A Francisco Javier Dorantes Díaz y a Diego Mejía
¿Tú demandas saber qué es el amor? Es esa poderosa atracción hacia todo lo que concebimos, tememos o esperamos más allá de nosotros, cuando en nuestros propios pensamientos encontramos el abismo de un vacío insuficiente, y buscamos despertar en todas las cosas que existen una comunidad con lo que experimentamos en nosotros.
Percy Shelley, Sobre el amor
El amor es un delirio… es la demencia de la juventud, pero su curación es todavía más amarga.
Lord Byron, Las peregrinaciones de Childe Harold
I
Después del entierro, Siu regresó a casa. No quería estar con nadie, ni siquiera con su madre, quien la había apoyado durante la enfermedad de su esposo. Necesitaba refugiarse, aislarse, tratar de entender cuál era ahora el rumbo de su existencia, sin él; buscaría consuelo en la memoria o en el vacío. Con semblante triste, se despidió de amigos y familiares y subió al coche.

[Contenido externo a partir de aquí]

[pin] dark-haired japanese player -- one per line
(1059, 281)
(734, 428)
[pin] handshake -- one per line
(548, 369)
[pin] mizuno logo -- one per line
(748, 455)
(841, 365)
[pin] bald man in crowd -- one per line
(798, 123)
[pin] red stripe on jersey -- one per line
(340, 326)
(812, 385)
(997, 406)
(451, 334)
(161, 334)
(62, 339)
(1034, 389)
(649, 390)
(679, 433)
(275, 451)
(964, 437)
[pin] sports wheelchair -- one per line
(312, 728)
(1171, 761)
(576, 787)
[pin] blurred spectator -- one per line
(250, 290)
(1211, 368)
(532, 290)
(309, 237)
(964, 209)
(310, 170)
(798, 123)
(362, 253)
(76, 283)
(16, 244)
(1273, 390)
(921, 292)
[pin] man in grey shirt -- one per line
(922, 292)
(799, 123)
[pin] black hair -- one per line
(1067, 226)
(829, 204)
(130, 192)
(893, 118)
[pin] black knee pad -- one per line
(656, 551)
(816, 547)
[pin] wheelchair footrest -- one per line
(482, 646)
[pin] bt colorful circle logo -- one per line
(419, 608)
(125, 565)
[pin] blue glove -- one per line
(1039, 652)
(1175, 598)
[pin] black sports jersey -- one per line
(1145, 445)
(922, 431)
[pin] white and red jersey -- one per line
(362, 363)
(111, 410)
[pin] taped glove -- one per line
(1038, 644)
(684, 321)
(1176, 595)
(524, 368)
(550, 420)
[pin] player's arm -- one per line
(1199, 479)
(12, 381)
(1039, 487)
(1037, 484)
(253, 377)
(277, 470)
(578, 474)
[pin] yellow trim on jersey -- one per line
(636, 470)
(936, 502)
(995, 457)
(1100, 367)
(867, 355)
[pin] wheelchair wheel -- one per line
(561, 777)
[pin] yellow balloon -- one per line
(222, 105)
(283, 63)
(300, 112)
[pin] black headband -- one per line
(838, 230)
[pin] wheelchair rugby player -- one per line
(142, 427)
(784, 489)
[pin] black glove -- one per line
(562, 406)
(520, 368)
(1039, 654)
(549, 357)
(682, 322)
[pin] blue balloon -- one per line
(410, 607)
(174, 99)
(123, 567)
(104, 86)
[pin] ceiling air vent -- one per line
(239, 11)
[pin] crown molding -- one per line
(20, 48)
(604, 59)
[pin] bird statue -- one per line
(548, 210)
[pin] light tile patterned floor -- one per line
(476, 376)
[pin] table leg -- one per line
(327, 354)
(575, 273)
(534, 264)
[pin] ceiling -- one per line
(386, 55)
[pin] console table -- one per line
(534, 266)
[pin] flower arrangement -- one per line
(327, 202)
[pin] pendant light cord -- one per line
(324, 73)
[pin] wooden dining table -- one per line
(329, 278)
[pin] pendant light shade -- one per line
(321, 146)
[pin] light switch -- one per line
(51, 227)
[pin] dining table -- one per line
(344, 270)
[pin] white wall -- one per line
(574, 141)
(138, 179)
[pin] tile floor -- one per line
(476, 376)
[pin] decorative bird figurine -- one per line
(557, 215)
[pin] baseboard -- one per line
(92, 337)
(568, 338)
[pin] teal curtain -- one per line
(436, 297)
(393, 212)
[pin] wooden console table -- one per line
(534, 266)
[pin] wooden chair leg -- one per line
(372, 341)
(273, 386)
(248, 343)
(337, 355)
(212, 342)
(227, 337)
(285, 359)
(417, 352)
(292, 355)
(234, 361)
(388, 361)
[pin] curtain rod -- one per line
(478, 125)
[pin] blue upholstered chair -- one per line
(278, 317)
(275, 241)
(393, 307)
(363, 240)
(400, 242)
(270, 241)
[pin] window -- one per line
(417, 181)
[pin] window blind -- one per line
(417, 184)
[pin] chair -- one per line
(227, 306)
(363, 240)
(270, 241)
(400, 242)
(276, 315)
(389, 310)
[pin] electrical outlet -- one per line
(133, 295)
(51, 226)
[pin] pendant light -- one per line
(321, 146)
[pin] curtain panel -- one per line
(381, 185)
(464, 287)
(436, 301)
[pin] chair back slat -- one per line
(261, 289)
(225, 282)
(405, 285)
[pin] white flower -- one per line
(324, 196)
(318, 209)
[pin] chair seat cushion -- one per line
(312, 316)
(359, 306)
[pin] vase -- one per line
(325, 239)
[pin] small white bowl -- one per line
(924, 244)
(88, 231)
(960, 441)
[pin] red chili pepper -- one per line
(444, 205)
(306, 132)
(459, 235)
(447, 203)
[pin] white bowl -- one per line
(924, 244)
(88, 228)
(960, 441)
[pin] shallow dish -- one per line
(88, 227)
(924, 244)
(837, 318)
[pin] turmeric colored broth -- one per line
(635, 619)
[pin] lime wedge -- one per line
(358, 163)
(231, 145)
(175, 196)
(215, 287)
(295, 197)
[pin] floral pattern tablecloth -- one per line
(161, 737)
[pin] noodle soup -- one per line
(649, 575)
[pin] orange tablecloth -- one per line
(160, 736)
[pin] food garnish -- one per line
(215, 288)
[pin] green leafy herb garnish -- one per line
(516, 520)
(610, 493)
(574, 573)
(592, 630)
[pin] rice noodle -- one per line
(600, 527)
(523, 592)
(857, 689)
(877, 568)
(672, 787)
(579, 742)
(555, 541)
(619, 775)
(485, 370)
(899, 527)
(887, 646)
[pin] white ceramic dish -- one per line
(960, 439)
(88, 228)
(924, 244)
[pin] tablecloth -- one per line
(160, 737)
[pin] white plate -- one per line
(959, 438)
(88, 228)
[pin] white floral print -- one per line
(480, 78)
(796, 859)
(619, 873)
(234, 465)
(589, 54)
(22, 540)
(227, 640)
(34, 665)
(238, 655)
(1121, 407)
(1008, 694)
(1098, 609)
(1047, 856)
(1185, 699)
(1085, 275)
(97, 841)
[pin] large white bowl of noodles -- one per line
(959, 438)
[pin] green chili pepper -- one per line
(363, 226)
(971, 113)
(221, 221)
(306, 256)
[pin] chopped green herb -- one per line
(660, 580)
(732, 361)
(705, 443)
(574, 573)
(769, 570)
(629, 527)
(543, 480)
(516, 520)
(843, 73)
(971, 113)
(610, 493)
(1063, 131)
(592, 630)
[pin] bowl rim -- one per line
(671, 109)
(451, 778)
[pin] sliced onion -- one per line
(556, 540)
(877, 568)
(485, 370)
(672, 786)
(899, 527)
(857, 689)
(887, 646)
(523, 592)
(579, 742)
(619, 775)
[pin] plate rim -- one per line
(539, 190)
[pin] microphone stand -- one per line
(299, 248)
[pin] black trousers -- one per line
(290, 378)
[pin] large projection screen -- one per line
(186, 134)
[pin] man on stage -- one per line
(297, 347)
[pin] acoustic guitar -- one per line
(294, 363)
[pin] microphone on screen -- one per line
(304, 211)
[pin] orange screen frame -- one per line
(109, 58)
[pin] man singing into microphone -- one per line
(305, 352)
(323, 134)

El llanto apareció de nuevo mientras manejaba. Se detuvo en un semáforo, buscó un pañuelo, secó las lágrimas. Los ojos se le cerraron y la frente descansó en el volante hasta que el conductor de atrás accionó el claxon. Sin ganas, abrió los ojos, se incorporó y aceleró con lentitud. En esas calles grises que simulan ser verdes con los altos árboles que han levantado, lo recordó. Podía sentir su aliento, las débiles palabras que le dijo al llevarlo a la última revisión médica:
—No tiene caso… Siu… no lo hagas… estoy muy cansado… deja que me quede en casa…
A su lado, en el asiento del copiloto, su compañero, con quien había compartido veinticinco años, se marchitaba. La piel se le iba tornando gris, apenas podía emitir algún sonido con los labios entreabiertos y parte de su energía se evaporaba.
—No hay nada qué hacer, ya se los había dicho. De verdad, lo siento mucho —comentó el doctor al recibirlos. Pero Siu se resistía a aceptar la realidad de la muerte que se había metido en el cuerpo de su compañero, su amante, su amigo; lo llevó esperando una cura, un diagnóstico distinto, un milagro mientras él estuviera vivo.
Llegó a casa con ese recuerdo y sin saber cómo —porque sentía que el cuerpo que habitaba ya no le pertenecía— salió del carro. Respiró profundamente antes de dirigirse a la puerta y meter la llave en la cerradura. Como las cortinas estaban echadas, al traspasar el umbral, le pareció que la penumbra era más intensa. Dejó las llaves en la mesita de la entrada y subió las escaleras hacia la habitación. Iba a acostarse cuando su vista se detuvo en el clóset. Recordó la ropa del difunto. ¿Qué haría con ella? Se acercó y cogió uno de los sacos. Podía percibir aún el olor que su esposo dejó impregnado. Lo abrazó y comenzó a hablarle.
—Abrázame así, como siempre lo hacías, mi amor, mi vida. No vuelvas a dejarme, sabes que no podría vivir sin ti, te lo dije muchas veces. No te vayas otra vez, mi amor, no te vayas, no vuelvas a morirte.
Creyó que el saco le respondía:
—Te cuidaré siempre.
Entonces lo besó y fue a acostarse con él en la cama, como hacía con su esposo, amándolo.